There are numerous human epidemiological studies showing associations with intrauterine exposure to anti-androgenic chemicals and short AGD in newborn boys alongside other reproductive disorders (Schwartz et al, 2019). This underscores the human relevance of this AO. However, in reproductive toxicity studies and chemical risk assessment, rodents (rats and mice) are what is tested on.
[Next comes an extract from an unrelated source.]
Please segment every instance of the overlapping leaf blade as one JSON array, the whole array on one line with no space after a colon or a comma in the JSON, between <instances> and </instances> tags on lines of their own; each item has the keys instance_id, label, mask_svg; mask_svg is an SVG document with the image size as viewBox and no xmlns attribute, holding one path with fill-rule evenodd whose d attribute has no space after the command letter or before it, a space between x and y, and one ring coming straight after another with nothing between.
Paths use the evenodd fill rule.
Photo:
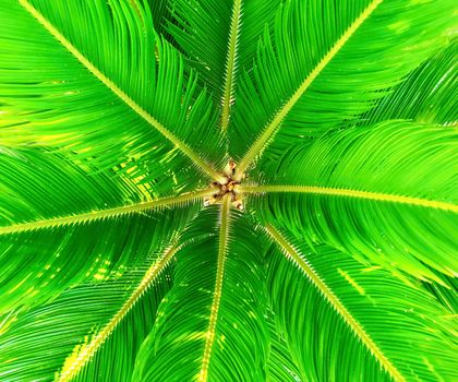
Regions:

The list of chemicals inducing short male AGD in male rat offspring is extensive, as evidenced by the ‘stressor’ list and reviewed by (Schwartz et al, 2019).


Evidence for Perturbation by Stressor



Butylparaben

Butylparaben has been shown to cause decreased male AGD in rats following intrauterine exposure to 500 and 1000 mg/kg bw/day (Boberg et al, 2016; Zhang et al, 2014). A separate study using 600 mg/kg bw/day did not see an effect on male AGD (Boberg et al, 2008).


p,p'-DDE

p,p,DDE has been shown to cause decreased male AGD in rats following intrauterine exposure to 100-200 mg/kg bw/day (Loeffler & Peterson, 1999; Wolf et al, 1999).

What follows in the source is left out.